Rezension

Barbara Gaehtgens: (Hg.) Genremalerei. , Berlin: Dietrich Reimer Verlag 2002,
Buchcover von Genremalerei
rezensiert von Markus Dekiert, Bayerische Staatsgemäldesammlungen, München

Mit dem von Barbara Gaehtgens vorgelegten Band zur Genremalerei findet die seit 1996 vom Kunsthistorischen Institut der Freien Universität Berlin herausgegebene Buchreihe "Geschichte der klassischen Bildgattungen in Quellentexten und Kommentaren" ihren Abschluss. Gemäß der von Thomas Gaehtgens 1996 formulierten Einsicht, dass "Kunstwerke nur in ihrem geschichtlichen Zusammenhang verstanden werden können", folgen bei entsprechender Aufgabenstellung alle fünf der Geschichte und der Theorie der akademischen Bildaufgaben - Historienmalerei, Porträt, Landschaftsmalerei, Genremalerei und Stillleben - gewidmeten Bände einem einheitlichen Entwurf: Auf einen mehr oder minder umfangreichen und thematisch differenzierten einleitenden Essay, der die Begriffsgeschichte, Theorie und Rezeption der jeweils verhandelten Bildgattung erörtert, folgt eine Textsammlung. Darin werden in Originalsprache und deutscher Übertragung Auszüge aus sehr unterschiedlichen Quellen - von der klassischen Antike bis in das späte 19. / frühe 20. Jahrhundert - versammelt, die - im besten Falle - das Denken der jeweiligen Zeitgenossen über die in Rede stehende Gattung offen legen. Die Textausschnitte werden dabei von Kommentaren begleitet, die in prägnanter, zuweilen notwendig verknappender Weise sowohl den geistesgeschichtlichen Hintergrund des jeweiligen Autors umreißen als auch den nicht selten komplexen Kontext des jeweiligen Quellenfragmentes andeuten sollen.

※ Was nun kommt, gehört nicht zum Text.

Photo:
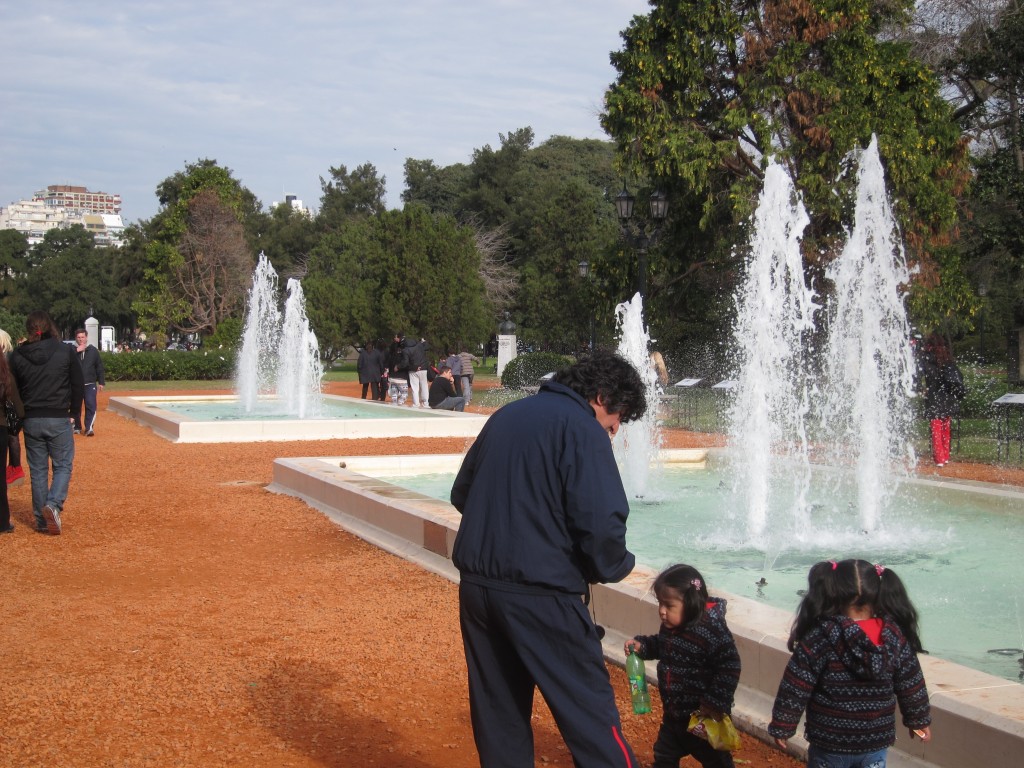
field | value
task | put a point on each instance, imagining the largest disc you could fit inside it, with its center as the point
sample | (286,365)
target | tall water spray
(869,366)
(637,443)
(278,355)
(774,317)
(257,363)
(299,369)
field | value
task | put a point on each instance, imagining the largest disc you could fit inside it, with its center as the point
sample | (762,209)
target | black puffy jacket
(49,379)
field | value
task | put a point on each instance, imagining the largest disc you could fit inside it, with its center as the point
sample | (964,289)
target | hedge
(526,370)
(169,366)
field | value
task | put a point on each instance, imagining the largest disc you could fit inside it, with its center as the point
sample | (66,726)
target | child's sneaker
(52,517)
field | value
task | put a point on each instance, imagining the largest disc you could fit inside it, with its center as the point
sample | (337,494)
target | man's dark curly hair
(610,376)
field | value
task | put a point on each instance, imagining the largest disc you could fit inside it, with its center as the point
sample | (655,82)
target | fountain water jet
(859,403)
(637,443)
(869,366)
(278,355)
(775,314)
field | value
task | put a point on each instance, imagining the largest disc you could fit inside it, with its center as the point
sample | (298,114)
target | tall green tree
(71,279)
(437,188)
(13,260)
(286,236)
(404,270)
(165,302)
(986,69)
(350,195)
(709,90)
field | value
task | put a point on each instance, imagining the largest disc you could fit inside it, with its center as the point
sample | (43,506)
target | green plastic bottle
(637,674)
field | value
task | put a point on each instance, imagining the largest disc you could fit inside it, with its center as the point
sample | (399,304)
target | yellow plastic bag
(721,734)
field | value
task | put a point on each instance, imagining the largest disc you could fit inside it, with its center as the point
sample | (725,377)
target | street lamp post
(982,292)
(640,238)
(584,267)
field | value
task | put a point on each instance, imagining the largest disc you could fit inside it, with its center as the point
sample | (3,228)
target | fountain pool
(978,717)
(223,419)
(956,547)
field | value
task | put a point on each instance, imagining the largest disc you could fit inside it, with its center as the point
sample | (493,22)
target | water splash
(638,442)
(257,366)
(774,317)
(859,410)
(869,366)
(278,355)
(299,370)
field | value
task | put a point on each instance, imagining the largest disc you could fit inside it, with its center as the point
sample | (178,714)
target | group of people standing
(544,517)
(46,382)
(403,368)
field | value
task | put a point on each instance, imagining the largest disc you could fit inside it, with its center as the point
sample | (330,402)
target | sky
(117,96)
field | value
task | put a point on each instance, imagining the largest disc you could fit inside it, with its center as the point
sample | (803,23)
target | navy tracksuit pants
(518,639)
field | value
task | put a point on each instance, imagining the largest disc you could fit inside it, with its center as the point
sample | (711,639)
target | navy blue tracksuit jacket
(544,515)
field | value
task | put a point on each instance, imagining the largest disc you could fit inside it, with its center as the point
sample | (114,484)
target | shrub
(169,366)
(526,370)
(228,334)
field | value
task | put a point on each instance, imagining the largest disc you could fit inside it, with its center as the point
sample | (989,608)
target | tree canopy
(708,91)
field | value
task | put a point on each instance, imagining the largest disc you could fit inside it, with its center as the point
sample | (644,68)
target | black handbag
(13,420)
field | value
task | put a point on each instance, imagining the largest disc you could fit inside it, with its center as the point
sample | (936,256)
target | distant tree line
(706,93)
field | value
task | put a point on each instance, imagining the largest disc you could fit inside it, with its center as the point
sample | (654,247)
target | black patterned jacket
(697,664)
(850,688)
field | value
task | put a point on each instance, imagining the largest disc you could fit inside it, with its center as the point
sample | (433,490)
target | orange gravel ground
(188,617)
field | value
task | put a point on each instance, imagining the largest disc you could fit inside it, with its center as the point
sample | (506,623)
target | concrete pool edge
(180,428)
(978,718)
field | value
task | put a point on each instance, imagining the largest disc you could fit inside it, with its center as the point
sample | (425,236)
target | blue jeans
(817,758)
(48,440)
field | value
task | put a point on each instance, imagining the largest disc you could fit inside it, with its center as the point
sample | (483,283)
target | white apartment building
(62,206)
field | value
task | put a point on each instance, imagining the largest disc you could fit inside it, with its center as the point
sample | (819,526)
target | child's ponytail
(691,588)
(894,602)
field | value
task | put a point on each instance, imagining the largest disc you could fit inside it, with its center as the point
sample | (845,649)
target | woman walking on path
(51,385)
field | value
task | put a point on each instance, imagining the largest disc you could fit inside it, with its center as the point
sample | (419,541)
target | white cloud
(121,95)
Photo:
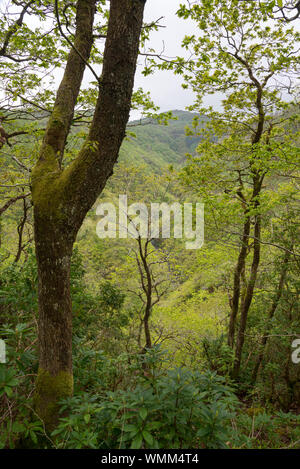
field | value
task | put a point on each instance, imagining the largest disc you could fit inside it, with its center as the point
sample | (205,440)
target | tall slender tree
(62,196)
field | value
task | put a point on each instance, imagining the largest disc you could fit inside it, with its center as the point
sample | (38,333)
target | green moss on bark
(49,390)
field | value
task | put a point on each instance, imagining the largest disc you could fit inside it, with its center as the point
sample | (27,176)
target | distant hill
(160,145)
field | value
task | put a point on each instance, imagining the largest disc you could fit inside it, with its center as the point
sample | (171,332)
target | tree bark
(248,296)
(270,316)
(62,197)
(237,281)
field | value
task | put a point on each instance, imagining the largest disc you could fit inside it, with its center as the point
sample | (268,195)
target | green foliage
(169,409)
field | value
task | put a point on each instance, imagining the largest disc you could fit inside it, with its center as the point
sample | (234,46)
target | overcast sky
(165,87)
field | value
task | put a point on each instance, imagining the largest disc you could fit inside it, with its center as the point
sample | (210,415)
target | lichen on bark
(49,390)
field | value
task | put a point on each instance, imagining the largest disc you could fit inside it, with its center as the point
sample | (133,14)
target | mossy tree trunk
(62,197)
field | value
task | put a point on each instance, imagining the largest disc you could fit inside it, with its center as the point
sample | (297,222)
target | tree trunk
(62,198)
(248,298)
(55,378)
(237,281)
(270,316)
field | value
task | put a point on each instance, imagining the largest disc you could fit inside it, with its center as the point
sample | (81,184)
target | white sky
(165,87)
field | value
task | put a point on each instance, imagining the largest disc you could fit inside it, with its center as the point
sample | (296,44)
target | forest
(116,333)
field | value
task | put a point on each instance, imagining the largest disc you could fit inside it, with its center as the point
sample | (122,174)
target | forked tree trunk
(55,378)
(63,197)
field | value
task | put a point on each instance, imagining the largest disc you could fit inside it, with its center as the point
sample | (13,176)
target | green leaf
(148,437)
(143,413)
(137,442)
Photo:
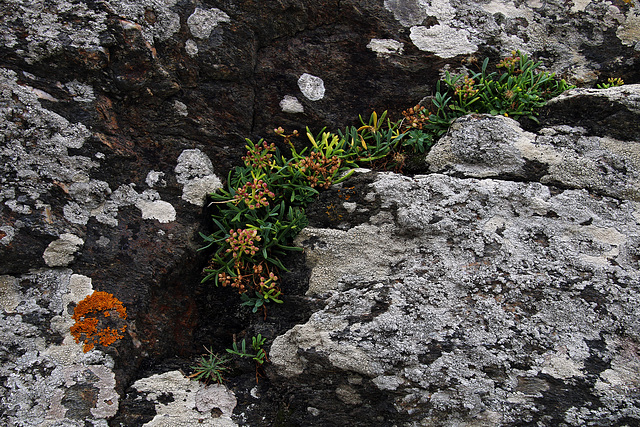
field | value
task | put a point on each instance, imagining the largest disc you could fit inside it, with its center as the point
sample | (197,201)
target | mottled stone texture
(501,289)
(117,117)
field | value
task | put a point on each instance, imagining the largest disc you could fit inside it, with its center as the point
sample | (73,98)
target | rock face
(117,117)
(502,292)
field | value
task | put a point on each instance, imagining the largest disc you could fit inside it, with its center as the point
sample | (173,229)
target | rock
(500,292)
(462,299)
(117,117)
(179,401)
(563,153)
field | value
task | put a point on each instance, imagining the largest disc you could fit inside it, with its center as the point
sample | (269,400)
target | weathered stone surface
(605,161)
(502,293)
(471,301)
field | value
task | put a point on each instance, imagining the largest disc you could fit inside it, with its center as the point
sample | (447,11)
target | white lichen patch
(192,403)
(196,190)
(156,18)
(203,21)
(191,47)
(180,108)
(194,171)
(386,47)
(81,92)
(410,13)
(9,293)
(629,31)
(6,234)
(312,87)
(42,383)
(61,252)
(290,104)
(443,40)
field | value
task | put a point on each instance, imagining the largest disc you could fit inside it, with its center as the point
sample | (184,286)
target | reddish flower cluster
(92,316)
(261,157)
(466,88)
(241,242)
(511,63)
(319,169)
(254,194)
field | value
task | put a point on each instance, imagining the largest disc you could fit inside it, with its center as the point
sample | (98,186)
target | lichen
(92,315)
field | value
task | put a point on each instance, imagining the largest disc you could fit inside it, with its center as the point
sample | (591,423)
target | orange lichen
(91,316)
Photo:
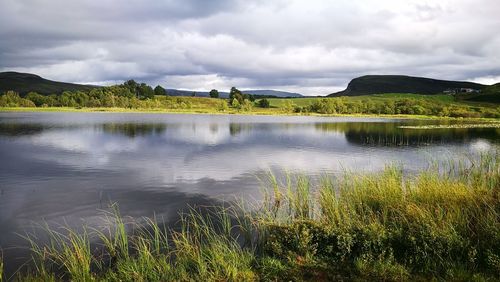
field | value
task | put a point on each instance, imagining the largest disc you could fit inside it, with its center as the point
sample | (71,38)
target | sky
(311,47)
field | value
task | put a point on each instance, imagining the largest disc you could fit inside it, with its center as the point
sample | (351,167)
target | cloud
(313,47)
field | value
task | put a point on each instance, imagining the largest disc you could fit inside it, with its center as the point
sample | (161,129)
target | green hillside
(24,83)
(377,84)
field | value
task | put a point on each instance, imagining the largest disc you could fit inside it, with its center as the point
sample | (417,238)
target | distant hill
(379,84)
(26,82)
(263,93)
(490,94)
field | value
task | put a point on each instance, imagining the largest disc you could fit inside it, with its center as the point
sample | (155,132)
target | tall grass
(1,267)
(443,222)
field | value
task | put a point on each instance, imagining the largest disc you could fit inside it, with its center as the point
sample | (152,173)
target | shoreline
(234,112)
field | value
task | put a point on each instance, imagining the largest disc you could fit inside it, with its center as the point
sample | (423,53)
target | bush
(263,103)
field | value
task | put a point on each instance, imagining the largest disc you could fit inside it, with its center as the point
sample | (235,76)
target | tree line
(134,95)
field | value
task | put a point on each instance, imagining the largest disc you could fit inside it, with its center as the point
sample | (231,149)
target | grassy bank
(268,112)
(112,100)
(443,222)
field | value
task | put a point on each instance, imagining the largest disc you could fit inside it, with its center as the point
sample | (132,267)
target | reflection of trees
(134,129)
(388,134)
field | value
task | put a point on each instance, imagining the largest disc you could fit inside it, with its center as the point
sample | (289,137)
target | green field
(113,100)
(278,102)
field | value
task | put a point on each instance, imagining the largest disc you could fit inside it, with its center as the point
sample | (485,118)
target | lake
(67,167)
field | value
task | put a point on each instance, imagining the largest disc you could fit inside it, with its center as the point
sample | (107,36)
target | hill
(379,84)
(26,82)
(490,94)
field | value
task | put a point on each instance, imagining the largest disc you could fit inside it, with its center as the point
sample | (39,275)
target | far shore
(262,112)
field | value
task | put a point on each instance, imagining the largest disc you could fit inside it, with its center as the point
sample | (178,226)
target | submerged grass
(443,222)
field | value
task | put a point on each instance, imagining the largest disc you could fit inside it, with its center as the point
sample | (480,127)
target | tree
(146,91)
(160,91)
(36,98)
(214,93)
(263,103)
(132,86)
(235,94)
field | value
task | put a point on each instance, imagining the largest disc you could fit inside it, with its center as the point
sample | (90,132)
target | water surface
(58,167)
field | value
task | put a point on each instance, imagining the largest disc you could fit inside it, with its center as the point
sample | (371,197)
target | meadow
(439,223)
(113,100)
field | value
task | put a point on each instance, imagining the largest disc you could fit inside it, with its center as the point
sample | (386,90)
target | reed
(443,222)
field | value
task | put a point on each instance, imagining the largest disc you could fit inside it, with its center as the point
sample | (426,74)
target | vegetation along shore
(439,223)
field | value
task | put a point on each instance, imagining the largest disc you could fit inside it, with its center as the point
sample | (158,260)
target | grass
(441,223)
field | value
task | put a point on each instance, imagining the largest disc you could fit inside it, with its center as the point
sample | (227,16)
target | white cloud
(314,47)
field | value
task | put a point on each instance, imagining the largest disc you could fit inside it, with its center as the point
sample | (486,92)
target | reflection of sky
(69,164)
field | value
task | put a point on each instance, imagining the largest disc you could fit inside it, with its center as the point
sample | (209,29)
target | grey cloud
(307,46)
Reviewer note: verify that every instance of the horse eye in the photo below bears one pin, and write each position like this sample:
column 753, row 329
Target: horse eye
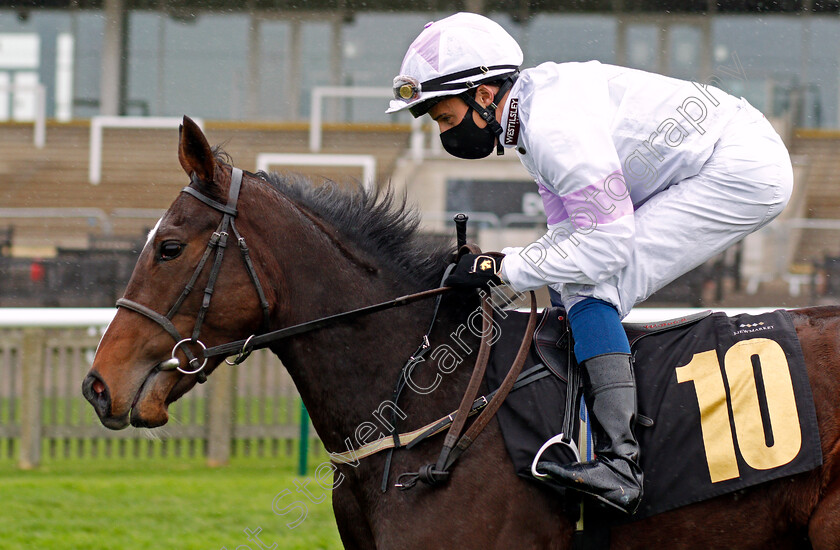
column 169, row 250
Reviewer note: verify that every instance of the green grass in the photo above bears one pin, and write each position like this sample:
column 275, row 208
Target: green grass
column 161, row 504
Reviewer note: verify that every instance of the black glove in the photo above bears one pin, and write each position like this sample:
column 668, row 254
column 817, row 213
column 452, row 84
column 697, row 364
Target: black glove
column 476, row 271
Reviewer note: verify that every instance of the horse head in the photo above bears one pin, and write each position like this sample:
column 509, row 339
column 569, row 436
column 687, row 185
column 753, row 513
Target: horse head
column 151, row 353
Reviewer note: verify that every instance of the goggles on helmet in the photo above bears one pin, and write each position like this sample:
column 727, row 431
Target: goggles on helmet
column 406, row 88
column 411, row 91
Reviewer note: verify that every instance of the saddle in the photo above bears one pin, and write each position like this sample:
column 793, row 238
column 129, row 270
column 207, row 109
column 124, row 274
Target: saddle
column 755, row 359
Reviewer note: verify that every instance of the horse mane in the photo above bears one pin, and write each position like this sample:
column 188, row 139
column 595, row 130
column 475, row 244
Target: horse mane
column 377, row 221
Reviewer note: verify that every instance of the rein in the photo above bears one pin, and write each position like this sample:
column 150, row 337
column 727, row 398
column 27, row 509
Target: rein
column 455, row 443
column 218, row 242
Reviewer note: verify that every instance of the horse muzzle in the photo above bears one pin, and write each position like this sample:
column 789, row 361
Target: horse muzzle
column 96, row 392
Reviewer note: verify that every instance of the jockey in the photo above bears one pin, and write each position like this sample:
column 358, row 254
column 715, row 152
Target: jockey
column 643, row 178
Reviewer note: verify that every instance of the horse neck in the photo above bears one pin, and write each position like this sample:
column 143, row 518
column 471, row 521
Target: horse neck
column 346, row 372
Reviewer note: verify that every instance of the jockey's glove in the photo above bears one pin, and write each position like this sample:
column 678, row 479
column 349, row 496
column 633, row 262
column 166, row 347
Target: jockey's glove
column 476, row 271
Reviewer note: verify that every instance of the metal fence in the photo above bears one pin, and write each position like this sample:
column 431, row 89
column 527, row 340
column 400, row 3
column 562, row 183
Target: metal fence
column 249, row 410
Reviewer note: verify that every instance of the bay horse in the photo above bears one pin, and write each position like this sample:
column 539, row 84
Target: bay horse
column 317, row 251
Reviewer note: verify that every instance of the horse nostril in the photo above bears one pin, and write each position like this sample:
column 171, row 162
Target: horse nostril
column 96, row 392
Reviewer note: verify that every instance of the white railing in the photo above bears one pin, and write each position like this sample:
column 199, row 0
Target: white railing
column 366, row 162
column 99, row 123
column 41, row 213
column 40, row 121
column 316, row 114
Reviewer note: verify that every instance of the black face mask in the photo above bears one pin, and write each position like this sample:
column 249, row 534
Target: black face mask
column 468, row 141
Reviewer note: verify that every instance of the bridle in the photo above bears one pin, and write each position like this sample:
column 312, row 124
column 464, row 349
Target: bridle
column 243, row 348
column 218, row 242
column 456, row 442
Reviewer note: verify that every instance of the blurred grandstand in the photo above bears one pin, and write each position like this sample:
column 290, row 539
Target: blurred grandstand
column 312, row 78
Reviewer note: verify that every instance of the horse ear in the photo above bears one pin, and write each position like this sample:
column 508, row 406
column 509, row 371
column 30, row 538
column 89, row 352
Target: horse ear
column 194, row 152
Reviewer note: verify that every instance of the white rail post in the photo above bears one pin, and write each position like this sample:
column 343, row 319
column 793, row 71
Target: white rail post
column 98, row 123
column 315, row 109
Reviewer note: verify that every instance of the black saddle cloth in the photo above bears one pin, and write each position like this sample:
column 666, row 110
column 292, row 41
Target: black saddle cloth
column 729, row 400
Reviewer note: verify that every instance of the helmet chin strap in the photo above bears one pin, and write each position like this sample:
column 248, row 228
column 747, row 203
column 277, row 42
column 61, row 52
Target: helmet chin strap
column 488, row 114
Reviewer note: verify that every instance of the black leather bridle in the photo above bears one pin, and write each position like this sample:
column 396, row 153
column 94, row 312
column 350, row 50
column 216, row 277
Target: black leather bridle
column 243, row 348
column 218, row 242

Der nun vorliegende Band zur Genremalerei ist mit über 500 Seiten der umfangreichste der Reihe; von Aristoteles' "Poetik" bis hin zu Max Liebermanns Aufsatz über den holländischen Malerkollegen Jozef Israels aus dem Jahr 1901 spannt sich der Bogen der insgesamt 50 Quellenexzerpte. Die Fülle der dargestellten Textauszüge erklärt sich fraglos aus dem von der Autorin bereits im Vorwort (11) herausgestellten Faktum, dass die Genremalerei im Gegensatz zu den übrigen Gattungen lange (und wohl bis zuletzt) "eine nur vage zu bestimmende Gattung" blieb, deren Aufgaben, Zielsetzungen, Grenzen und Beurteilung umstritten waren. Schon die Tatsache, dass sich eine die mannigfaltigen Erscheinungsformen der Gattung subsumierende Bezeichnung erst im 18. Jahrhundert (Denis Diderots "peinture de genre", 1766) auszuprägen vermochte, macht "den offensichtlichen Mangel an entsprechender Theorie" (11) im Grunde bis in die zweite Hälfte des 18. Jahrhunderts erklärlich. Dementsprechend vereint die Textsammlung Quellen höchst unterschiedlichen Charakters, die einmal unmittelbar dann wieder beiläufig Aufschlüsse über die zeitgenössische Vorstellung von dem, was Genremalerei sei, geben können.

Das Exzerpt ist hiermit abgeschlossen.